Thursday, October 2, 2008

The Dollar Remains Strong

The Euro is 1.38. Pound is 1.76. The Dollar is as strong as it has been in a long time. The rest of the world is still keeping shortest t-bill rates low (at <1%). All this reflects a confidence in our government as the truly risk free products that make us the reserve currency of the world.

You see, to understand how powerful the US government money creation can be, consider the following series of statements. Our government debt is currency that can be traded for dollars. When we issue debt and someone buys it, this has the same benefits as printing money. Actually its even better than printing money because there is a complex multiplier effect.

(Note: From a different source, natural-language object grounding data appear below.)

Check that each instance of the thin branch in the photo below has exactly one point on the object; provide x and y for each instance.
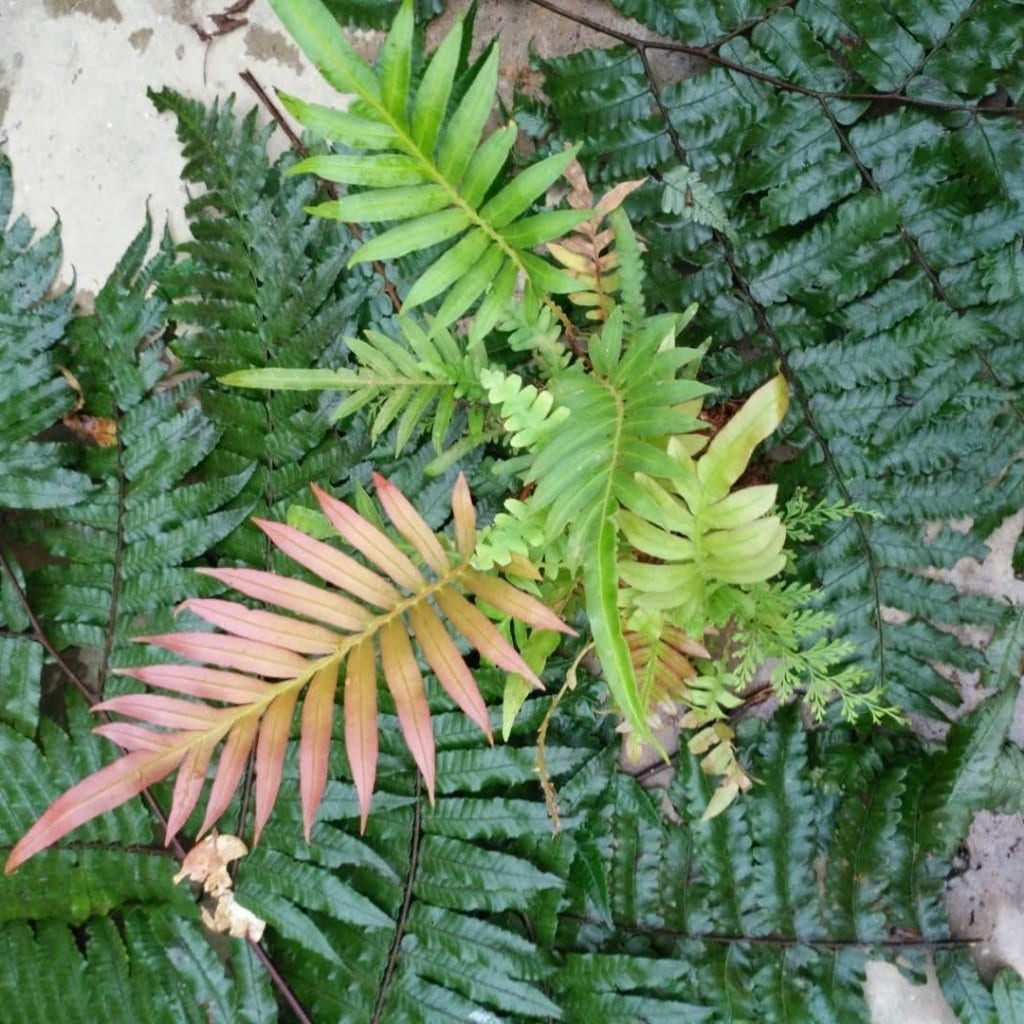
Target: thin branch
(72, 676)
(274, 111)
(279, 982)
(709, 53)
(910, 941)
(407, 902)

Lets take a look at the transaction taking place: US government sells bond; investor buys bond and marks as an asset on its balance sheet; government gets dollars from investor and marks liability on its balance sheet. Since federal government debt is regarded as "risk free", that means the government's balance sheet is effectively infinite. So now the government has cash to spend and the investor has assets to hold or use as collateral for loans (which would increase the money supply even further).

Our government debt is regarded as a cash equivalent because they can be sold so easily after purchase or used to get a cash loan with which to buy other dollar denominated products. So when our government sells debt, the money borrowed becomes multiplied several times over because our debt is so liquid. if the government takes the borrowed cash and then loans it as a bailout to dying banks, then the money becomes levered even further.

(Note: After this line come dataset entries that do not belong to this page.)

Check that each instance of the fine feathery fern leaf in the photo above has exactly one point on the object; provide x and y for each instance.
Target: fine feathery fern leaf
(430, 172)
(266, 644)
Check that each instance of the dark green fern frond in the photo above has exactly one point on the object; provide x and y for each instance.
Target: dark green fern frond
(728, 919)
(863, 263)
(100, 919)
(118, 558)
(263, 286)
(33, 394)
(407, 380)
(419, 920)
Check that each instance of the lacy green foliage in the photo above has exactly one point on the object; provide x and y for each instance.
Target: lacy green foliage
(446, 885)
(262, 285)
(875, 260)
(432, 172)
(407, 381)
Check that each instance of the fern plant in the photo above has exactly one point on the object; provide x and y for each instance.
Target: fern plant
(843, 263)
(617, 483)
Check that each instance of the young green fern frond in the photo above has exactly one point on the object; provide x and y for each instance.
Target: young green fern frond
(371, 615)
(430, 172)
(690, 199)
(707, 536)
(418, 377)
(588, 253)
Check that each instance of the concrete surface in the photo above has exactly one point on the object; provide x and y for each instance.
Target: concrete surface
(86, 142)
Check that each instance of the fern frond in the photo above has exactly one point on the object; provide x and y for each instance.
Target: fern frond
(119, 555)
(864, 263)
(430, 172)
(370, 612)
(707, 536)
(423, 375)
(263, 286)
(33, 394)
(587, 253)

Some people have wondered how the hell inflation wouldn't go crazy with all this money creation, but that is where our highly liquid capital markets come in. Foreigners face a choice of what to do with all the dollars we give them: invest them in our markets or sell them, ruin your cheap currencies, reverse the trade balance that gave u the dollars, and fuck yourself royally. which would you choose? They all invest in our markets and as long as we sell enough shit into them to mop up liquidity we're all good. sometimes they lead to asset price bubbles, and everyone loves them on the way up. Such is the economy.